Tanto si sta muovendo, descrivere iniziative che si stanno costruendo in queste settimane richiede una ricerca dedicata. Parlare di lavoro intermittente, confrontare il modello italiano con quelli francese o belga sul rapporto con lo spettacolo dal vivo è fondamentale e non si tratta di tipica esterofilia italica, ma di prendere atto che qui le cose non funzionano da tempo e servono cambiamenti radicali.
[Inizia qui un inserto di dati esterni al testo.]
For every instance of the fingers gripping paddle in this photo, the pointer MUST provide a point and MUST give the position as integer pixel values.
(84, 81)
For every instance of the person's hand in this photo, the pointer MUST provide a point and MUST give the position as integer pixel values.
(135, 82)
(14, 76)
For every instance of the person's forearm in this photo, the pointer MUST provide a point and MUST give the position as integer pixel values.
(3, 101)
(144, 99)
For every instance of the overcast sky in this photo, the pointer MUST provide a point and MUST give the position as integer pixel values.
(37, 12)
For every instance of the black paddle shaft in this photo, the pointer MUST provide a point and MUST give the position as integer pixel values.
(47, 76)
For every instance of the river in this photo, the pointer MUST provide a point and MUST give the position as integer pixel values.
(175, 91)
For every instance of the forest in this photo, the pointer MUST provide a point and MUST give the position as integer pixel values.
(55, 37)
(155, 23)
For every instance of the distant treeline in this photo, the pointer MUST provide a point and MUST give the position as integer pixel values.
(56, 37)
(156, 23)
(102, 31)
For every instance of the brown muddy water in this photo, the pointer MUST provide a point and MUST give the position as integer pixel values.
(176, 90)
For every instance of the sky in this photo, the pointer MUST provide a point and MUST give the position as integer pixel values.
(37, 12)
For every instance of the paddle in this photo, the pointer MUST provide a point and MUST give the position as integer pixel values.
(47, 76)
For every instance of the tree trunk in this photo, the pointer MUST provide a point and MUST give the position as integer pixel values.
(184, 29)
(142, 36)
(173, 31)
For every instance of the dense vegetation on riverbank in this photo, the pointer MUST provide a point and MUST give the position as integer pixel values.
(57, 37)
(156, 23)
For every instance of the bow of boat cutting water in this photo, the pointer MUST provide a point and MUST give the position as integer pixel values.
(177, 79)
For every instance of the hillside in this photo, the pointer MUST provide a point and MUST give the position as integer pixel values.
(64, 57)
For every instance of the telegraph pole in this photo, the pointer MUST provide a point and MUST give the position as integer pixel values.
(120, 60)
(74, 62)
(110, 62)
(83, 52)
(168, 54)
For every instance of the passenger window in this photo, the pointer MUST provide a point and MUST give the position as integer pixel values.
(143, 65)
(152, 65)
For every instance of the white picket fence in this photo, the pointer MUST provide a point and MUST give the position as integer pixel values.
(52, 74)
Il virus è stato spesso letale con chi aveva già una salute compromessa da altre patologie, è questo il caso anche del teatro italiano.
Le proposte esistono, le voci che da anni denunciavano un sistema viziato e devastato da interessi politici si sono unite in un coro, anzi, più cori. L’obiettivo è un passo ulteriore che congiunga questi cori portando di fronte ai legislatori le proposte concrete con una sola voce. Per imporre un cambiamento e non limitarsi a supplicarlo, è necessario essere tanti. Tutti ci auguriamo che le nostre esistenze tornino a una normalità di rapporti, che riprendano il prima possibile le arti performative in tutti gli spazi, che riaprano davvero tutti i teatri, si programmino festival riempiendo le piazze, ma la consapevolezza e l’ensemble costruiti durante questa crisi vanno consolidati. Non un passo indietro, neanche per la rincorsa.
*David Angeli è storico ed etnostorico laureato all’Università Ca’ Foscari di Venezia e quasi dottorato alla Sapienza di Roma. È giornalista pubblicista, ha scritto per la rivista Latinoamerica. Vive a Venezia e lavora come attore teatrale, autore, allestitore, receptionist. È membro del consiglio direttivo del festival internazionale Venice Open Stage.